根据工程需要,本文主要对复杂环境下的视频目标跟踪技术进行了算法的研究和工程应用的研究,主要工作如下:
(1)深入研究了均值漂移算法,针对传统均值漂移算法中由于背景像素造成的目标定位偏差的问题,提出了基于最优灰度直方图特征的改进均值漂移算法。改进的算法根据初始帧目标和背景在灰度分布上的差异,建立对数似然图(log-likelihood image),筛选出与背景可区分性好的最优灰度直方图特征进行目标建模,并且以同样的方法在后续帧建立候选模型。改进后的算法能够有效减轻背景像素对目标定位的影响,提高目标的跟踪精度,同时减少算法的迭代次数,提高算法的运算速度。
(2)提出了质心加权算法并予以改进。该算法通过求跟踪区域内同一灰度级所有像素的质心位置的数学期望获得目标的最终位置。除了目标的灰度统计信息外,算法还包含了灰度分布的空间信息,目标特征描述更加丰富,目标定位更加准确;算法只需一步计算,无需迭代,实时性好;较改进的均值漂移算法,改进的质心加权算法对目标遮挡有更好的鲁棒性。同时提出了目标跟踪过程中的模板更新策略,增强了算法的鲁棒性。
(3)针对目标的遮挡问题进行了深入研究,提出了完整的目标跟踪算法。首先提出了基于边缘加权的Bhattacharyya系数;该系数对目标的遮挡非常敏感,能有效判断出目标的遮挡时刻。算法以卡尔曼滤波为基本的跟踪框架。遭遇遮挡时,根据遮挡程度的不同,采取不同的处理策略。对于部分遮挡,不做特殊处理,本文提出的改进的质心加权算法完全能够克服部分遮挡;对于严重遮挡,采取基于分块的目标跟踪算法;全部遮挡情况下,采用卡尔曼滤波的预测值作为目标的位置,同时停止对卡尔曼滤波的修正。算法对目标的部分遮挡、严重遮挡和完全遮挡都有很好的鲁棒性。
(4)研制了以DSP+FPGA为基本架构的电视跟踪器。硬件平台中,解决了低温工作问题、FPGA配置问题和电磁兼容问题;软件系统中,完成了DSP程序的编写和优化,实现了对光照变化鲁棒的相关算法的DSP移植。该电视跟踪器已经通过了环境测试,工作可靠稳定,跟踪效果好,实时性强,满足各项指标和要求,现已应用于实际工程项目当中。
As one of the crucial issues of computer vision, visual object tracking is widely used in many applications, such as visual surveillance, human-computer interaction, visual transportation, visual navigation of robots, military guidance, etc. Along with the rapid development of information techniques, more and more researchers devoted themselves to the research area of visual object tracking, and many effective algorithms have been proposed, some of which have great performance under certain environment. However, there are still many difficulties to the research and application of robust algorithm, due to the complex environment, such as complex background, change of the appearance, and occlusion, etc.

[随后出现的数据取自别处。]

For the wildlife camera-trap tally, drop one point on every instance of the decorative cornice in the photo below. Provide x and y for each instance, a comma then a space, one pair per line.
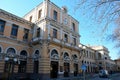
14, 17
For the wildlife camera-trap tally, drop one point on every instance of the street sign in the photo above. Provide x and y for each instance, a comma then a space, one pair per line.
83, 67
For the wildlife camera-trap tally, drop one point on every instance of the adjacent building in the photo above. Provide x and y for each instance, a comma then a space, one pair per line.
44, 44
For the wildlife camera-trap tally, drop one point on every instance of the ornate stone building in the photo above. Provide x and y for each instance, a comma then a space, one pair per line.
44, 44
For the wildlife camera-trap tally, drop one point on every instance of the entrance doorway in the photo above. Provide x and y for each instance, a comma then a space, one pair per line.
75, 69
54, 69
66, 69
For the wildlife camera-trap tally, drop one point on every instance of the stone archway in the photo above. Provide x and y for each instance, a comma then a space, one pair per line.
66, 64
23, 62
54, 64
36, 61
75, 65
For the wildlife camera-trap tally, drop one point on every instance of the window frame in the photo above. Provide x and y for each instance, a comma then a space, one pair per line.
2, 26
26, 34
39, 13
14, 31
55, 14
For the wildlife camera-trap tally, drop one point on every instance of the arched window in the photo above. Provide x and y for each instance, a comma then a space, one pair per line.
36, 61
54, 54
0, 49
23, 62
74, 57
66, 56
24, 53
11, 51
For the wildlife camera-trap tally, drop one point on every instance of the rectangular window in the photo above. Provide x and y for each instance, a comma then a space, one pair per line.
8, 67
26, 33
73, 26
74, 40
66, 38
38, 32
30, 19
39, 14
36, 66
54, 33
2, 25
22, 67
14, 30
55, 15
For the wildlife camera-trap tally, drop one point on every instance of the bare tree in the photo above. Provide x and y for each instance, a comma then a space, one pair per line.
103, 11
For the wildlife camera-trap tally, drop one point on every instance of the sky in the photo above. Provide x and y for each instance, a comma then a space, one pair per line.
89, 29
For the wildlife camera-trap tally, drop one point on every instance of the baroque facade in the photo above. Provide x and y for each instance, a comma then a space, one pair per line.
44, 44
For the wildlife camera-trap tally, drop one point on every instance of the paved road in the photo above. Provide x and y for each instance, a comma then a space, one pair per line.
111, 77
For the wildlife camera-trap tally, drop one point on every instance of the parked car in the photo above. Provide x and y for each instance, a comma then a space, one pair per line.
103, 73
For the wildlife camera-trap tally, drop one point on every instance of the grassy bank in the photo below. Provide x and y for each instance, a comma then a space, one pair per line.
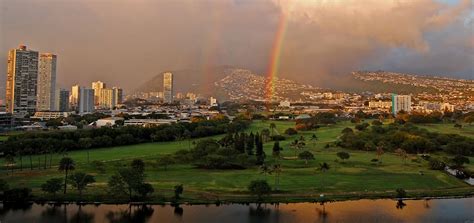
355, 178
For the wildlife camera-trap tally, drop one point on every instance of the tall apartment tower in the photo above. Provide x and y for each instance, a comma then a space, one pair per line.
168, 87
63, 100
97, 86
22, 77
86, 100
106, 98
46, 100
118, 92
401, 103
74, 98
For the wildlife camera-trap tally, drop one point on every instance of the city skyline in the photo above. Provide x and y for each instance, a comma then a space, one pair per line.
412, 36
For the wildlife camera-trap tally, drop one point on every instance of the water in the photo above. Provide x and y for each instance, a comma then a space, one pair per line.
439, 210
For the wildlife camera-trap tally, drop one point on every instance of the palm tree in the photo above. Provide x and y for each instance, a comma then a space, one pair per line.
265, 170
272, 128
66, 164
313, 139
323, 167
277, 170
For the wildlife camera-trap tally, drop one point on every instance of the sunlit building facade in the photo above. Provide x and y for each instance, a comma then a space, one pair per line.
21, 83
74, 97
401, 103
46, 100
168, 87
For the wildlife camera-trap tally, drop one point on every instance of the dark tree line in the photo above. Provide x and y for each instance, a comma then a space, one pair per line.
234, 151
407, 137
47, 143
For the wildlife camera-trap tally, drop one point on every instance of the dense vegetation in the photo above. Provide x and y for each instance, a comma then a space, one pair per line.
48, 142
405, 136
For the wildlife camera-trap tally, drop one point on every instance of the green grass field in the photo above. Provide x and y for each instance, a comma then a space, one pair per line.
356, 177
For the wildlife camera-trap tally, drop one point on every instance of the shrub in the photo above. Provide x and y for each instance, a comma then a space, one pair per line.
259, 188
291, 131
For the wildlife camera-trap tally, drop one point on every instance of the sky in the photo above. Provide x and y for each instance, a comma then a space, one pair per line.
126, 42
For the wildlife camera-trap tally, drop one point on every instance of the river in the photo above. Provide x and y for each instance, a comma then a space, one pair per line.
436, 210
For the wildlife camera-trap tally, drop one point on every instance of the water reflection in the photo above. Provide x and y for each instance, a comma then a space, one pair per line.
135, 213
448, 210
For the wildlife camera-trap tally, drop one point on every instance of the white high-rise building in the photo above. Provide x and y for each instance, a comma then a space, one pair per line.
118, 92
168, 87
86, 100
74, 97
22, 80
97, 86
46, 100
401, 103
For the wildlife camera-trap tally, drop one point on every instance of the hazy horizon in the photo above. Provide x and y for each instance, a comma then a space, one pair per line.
125, 43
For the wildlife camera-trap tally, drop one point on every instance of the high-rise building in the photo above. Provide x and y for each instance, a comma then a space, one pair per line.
401, 103
168, 87
86, 100
106, 98
46, 82
118, 92
74, 98
97, 86
63, 100
22, 77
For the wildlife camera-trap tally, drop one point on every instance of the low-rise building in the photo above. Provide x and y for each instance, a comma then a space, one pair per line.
110, 121
46, 115
148, 122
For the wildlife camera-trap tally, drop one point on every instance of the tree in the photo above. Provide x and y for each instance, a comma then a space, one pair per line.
343, 155
276, 149
80, 181
313, 139
323, 168
402, 154
459, 161
291, 131
10, 160
259, 188
86, 143
379, 152
178, 190
259, 153
265, 170
65, 165
250, 144
52, 186
401, 193
145, 189
276, 168
306, 155
272, 129
3, 186
165, 161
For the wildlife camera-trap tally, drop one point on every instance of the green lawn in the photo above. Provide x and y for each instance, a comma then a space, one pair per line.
355, 176
448, 128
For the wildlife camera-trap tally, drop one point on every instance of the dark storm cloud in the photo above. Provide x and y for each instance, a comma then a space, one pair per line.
126, 42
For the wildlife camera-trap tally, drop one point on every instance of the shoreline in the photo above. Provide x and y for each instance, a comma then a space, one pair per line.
250, 200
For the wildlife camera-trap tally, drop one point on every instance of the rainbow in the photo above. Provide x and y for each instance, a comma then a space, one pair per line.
274, 65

This dissertation includes two parts: firstly, the research of robust tracking algorithm under complex environment, and secondly, the realization of tracking algorithm based on hardware platform. The main contributions of the dissertation are summarized as follows:
(1) Tracking algorithm based on Mean-shift is deeply discussed. Due to the background pixels, the traditional Mean-shift algorithm can not locate the object exactly. Improved Mean-shift algorithm based on the most discriminative grey level features is proposed. According to the difference of grey distribution between the object and the background in the initial frame, log-likelihood image is set up to select the discriminative grey level features for object modeling. The candidate modeling is done the same way in the next frames. The improved Mean-shift algorithm may not only reduce the impact of the background pixels to object localization and increase the precision of localization, but also reduce the iteration times of the algorithm, and increase the speed of computation.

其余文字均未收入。